Huawei today has taken a new step in its fight against the US government’s sanctions and filed a motion for summary judgment in its court case to accelerate the process to halt illegal action against the company.
On May 29, 2019, Huawei announced that it has filed a motion for summary judgment as part of the process to challenge the constitutionality of Section 889 of the 2019 National Defense Authorization Act (2019 NDAA). It also called on the U.S. government to halt its state-sanctioned campaign against Huawei because it will not deliver cybersecurity.
Song Liuping, Huawei’s chief legal officer said “will do nothing to make networks more secure. They provide a false sense of security, and distract attention from the real challenges we face,”.
“Politicians in the U.S. are using the strength of an entire nation to come after a private company,” Song noted. “This is not normal. Almost never seen in history.”.
“The U.S. government has provided no evidence to show that Huawei is a security threat. There is no gun, no smoke. Only speculation,” Song added.
in the complaint by Huawei urges that new sanctions not only bars U.S. government agencies from buying Huawei equipment and services but also bars them from contracting with or awarding grants or loans to third parties who buy Huawei equipment or services—even if there is no impact or connection to the U.S. government.

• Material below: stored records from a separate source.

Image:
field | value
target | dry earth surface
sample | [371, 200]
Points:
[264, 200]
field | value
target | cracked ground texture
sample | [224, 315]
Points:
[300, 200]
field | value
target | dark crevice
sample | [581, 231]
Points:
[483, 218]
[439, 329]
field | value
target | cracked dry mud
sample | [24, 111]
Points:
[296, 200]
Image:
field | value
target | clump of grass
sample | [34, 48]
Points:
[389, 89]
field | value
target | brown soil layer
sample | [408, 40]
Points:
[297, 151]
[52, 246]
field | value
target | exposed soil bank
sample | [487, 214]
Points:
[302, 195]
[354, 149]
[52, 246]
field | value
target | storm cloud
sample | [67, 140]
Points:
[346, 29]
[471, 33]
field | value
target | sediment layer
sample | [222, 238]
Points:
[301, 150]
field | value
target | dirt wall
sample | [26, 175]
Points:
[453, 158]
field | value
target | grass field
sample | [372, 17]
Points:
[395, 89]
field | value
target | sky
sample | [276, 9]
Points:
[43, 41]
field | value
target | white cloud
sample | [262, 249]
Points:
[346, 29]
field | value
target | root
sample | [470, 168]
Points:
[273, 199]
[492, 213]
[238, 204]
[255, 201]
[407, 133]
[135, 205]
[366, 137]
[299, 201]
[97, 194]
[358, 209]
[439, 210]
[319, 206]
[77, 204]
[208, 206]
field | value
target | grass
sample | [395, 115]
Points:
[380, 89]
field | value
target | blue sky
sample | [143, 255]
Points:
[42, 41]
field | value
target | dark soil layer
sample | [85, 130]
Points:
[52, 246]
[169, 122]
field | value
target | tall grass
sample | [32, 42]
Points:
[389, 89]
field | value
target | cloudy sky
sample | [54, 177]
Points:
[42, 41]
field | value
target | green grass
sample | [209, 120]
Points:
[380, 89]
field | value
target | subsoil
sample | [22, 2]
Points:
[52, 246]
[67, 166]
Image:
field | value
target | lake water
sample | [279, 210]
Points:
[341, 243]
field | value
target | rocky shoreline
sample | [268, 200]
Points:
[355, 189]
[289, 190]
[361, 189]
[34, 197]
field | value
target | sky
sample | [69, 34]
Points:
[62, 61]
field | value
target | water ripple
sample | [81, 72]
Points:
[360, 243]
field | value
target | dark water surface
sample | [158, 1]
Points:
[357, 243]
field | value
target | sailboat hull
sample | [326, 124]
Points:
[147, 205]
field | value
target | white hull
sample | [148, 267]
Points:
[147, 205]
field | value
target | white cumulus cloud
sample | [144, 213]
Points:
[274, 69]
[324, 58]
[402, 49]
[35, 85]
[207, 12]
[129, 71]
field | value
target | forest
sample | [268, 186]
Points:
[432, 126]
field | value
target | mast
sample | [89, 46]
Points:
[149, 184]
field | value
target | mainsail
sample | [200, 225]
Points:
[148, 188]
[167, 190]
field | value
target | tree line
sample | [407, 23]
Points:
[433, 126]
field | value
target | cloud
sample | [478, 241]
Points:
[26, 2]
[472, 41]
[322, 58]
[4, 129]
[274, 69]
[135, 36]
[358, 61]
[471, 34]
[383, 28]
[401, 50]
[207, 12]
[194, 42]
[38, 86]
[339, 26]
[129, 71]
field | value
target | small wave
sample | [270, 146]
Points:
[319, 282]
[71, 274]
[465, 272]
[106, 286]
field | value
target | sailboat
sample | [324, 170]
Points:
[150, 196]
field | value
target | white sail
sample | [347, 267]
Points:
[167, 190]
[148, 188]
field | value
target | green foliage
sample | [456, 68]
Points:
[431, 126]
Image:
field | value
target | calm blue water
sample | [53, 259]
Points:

The officer also mentioned the addition of Huawei to the “Entity List” or trade blacklist imposed by the US Department of Commerce two week ago.
“This sets a dangerous precedent. Today it’s telecoms and Huawei. Tomorrow it could be your industry, your company, your consumers,” he said.
“The judicial system is the last line of defense for justice. Huawei has confidence in the independence and integrity of the U.S. judicial system. We hope that mistakes in the NDAA can be corrected by the court,” Song added.
Following this filing, a hearing on the motion is set for September 19.
The US believes that telecom equipment made by Huawei Technologies could be used to spy on the country and is under control by the Chinese state government. On the other hand, Huawei has always denied these allegations and said their equipment has no such threats, clarifying that its products are secure to use.